On 08/07/2013 03:12 AM, Joseph Lo wrote:
> On Wed, 2013-08-07 at 02:37 +0800, Stephen Warren wrote:
>> On 08/06/2013 03:10 AM, Joseph Lo wrote:
>>> On Tue, 2013-08-06 at 01:39 +0800, Stephen Warren wrote:
>>>> On 08/05/2013 11:00 AM, Stephen Warren wrote:
>>>>> On 08/05/2013 02:02 AM, Joseph Lo wrote:
>>>>>> On Sat, 2013-08-03 at 04:32 +0800, Stephen Warren wrote:
>>>>>>> On 08/02/2013 02:09 AM, Joseph Lo wrote:
>>>>>>>> On Tue, 2013-07-30 at 06:51 +0800, Stephen Warren wrote:
>>>>>>>>> On 07/26/2013 03:15 AM, Joseph Lo wrote:
> [snip]
>>> OK. It's a little difference we do in clock driver side and low level
>>> code side.
>>>
>>> As you knew, we have two CPU clusters (CCLKG & CCLKLP) in Tegra chips.
>>> And they have exactly the same clock source for Tegra20/30, but
>>> Tegra114. From the low level side, it should be supported when the
>>> system going to suspend with CPU_G or CPU_LP. So we switched the clock
>>> source of CPU to CLK_M by CCLK_BURST_POLICY. This register can support
>>> the running CPU switch to the clock source they want.
>>>
>>> On the clock driver side, because the clock source of CCLKG and CCLKLP
>>> is not exactly the same for the Tegra114. The CCLKG supports DFLL clock
>>> but CCLKLP. We need to restore it separately to avoid the CPU restore to
>>> the wrong clock source.
>>>
>>> The CPU clock suspend/resume function in the tegra_cpu_car_ops of
>>> Tegra20/30 is also using CCLK_BURST_POLICY register, because the
>>> definition of the clock source of CCLKG and CCLKLP is the same.

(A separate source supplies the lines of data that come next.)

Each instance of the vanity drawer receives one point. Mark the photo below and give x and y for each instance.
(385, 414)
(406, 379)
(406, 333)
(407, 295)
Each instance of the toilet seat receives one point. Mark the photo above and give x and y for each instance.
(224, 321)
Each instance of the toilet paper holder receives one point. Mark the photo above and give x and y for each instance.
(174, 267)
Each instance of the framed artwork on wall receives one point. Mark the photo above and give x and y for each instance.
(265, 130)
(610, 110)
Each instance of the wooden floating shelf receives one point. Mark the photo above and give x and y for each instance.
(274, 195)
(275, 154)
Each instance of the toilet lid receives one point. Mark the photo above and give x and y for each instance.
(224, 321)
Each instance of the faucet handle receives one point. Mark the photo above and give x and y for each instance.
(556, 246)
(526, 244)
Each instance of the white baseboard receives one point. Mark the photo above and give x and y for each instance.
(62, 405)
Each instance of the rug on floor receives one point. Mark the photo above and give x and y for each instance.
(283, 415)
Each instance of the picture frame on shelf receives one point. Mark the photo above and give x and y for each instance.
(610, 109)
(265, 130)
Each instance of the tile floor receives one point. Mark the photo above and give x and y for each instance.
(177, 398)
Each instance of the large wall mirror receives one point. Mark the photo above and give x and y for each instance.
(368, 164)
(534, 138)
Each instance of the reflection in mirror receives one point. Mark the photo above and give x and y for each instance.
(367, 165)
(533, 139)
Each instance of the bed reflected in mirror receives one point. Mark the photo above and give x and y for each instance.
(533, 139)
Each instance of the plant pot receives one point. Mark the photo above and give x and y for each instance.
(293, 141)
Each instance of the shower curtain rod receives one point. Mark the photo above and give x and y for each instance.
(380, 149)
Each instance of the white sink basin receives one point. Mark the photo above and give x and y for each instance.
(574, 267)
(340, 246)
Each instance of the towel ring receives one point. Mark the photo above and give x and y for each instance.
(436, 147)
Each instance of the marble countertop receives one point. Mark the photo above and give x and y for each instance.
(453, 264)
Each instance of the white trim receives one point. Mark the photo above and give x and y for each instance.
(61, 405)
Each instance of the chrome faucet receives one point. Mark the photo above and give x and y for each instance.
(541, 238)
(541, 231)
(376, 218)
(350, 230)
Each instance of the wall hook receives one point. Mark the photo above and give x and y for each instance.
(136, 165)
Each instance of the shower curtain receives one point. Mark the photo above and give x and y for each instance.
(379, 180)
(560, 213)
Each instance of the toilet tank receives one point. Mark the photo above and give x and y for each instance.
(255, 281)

We can
>>> simply the code for just using CCLK_BURST_POLICY.
>>>
>>> I think the code should OK when CPU_G or CPU_LP running with it.
>>
>> OK, so just to paraphrase what you've said, to make sure I understand it:
>>
>> On Tegra114, there are 3 registers:
> It's on Tegra30 too.
>>
>> 1) Controls just the clock source of the G cluster.
> CCLKG_BURST_POLICY at offset 0x368.
>> 2) Controls just the clock source of the LP cluster.
> CCLKLP_BURST_POLICY at offset 0x370.
>> 3) Controls both at the same time, simulating a write to both (1) and (2)
> CCLK_BURST_POLICY at offset 0x20.
> Yes, exactly. And I double confirm the item 3 again with a downstream
> kernel that support cluster switch today. It's true.
>>
>> In tegra30_switch_cpu_to_clk32k(), we use register (3) above to switch
>> to clk_m then clk_s. This is possible, because in both registers (1) and
>> (2), the values for clk_m and clk_s are identical.
> Yes.
>>
>> In tegra30_lp1_reset(), we can't use the same technique (a write to
>> register 3) to restore the clock source for both G and LP clusters,
>> since the values we need to write to those registers to re-select their
>> clock source is different.
>>
>> however, on Tegra30, there really is only one register, so we can use
>> that to both switch to clk_m/clk_s, /and/ to switch back.
>>
>> That all explains the following part of patch 7/8, which disables the
>> clock register restore path except on Tegra30 where it will work:
>>
>>> -	mov32	r4, ((1 << 28) | (0x8))	@ burst policy is PLLX
>>> -	str	r4, [r0, #CLK_RESET_CCLK_BURST]
>>> +	cmp	r10, #TEGRA30
>>> +	movweq	r4, #:lower16:((1 << 28) | (0x8))	@ burst policy is PLLX
>>> +	movteq	r4, #:upper16:((1 << 28) | (0x8))
>>> +	streq	r4, [r0, #CLK_RESET_CCLK_BURST]
>
> OK. The burst policy of CPU clock has 5 different states (STDBY, IDLE,
> RUN, IRQ and FIQ). The SW only can set up the clock source of each
> state. The switching to different state was controlled by HW.
> 
> So the Tegra30 code here was set up the clock source of IDLE state only
> (the CPU runs in this state after resume) to make the performance
> better. But It had no idea about the clock sources of the other states.
> It still needs clock driver to take care of that.
> 
> The clock source id (0x8) means PLLX_OUT0 in Tegra30. In Tegra114, it
> means PLLX_OUT0_LJ (low jitter). It's not available at this moment. I
> can switch it to PLLX_OUT0 (0xe) for Tegra114 too. The code may like
> below.
> 
>> -     mov32   r4, ((1 << 28) | (0x8)) @ burst policy is PLLX
>> -     str     r4, [r0, #CLK_RESET_CCLK_BURST]
>> +     cmp     r10, #TEGRA30
>> +     movweq  r4, #:lower16:((1 << 28) | (0x8))
>> +     movteq  r4, #:upper16:((1 << 28) | (0x8))
>> +	movwne  r4, #:lower16:((1 << 28) | (0xe))
>> +	movteq  r4, #:upper16:((1 << 28) | (0xe))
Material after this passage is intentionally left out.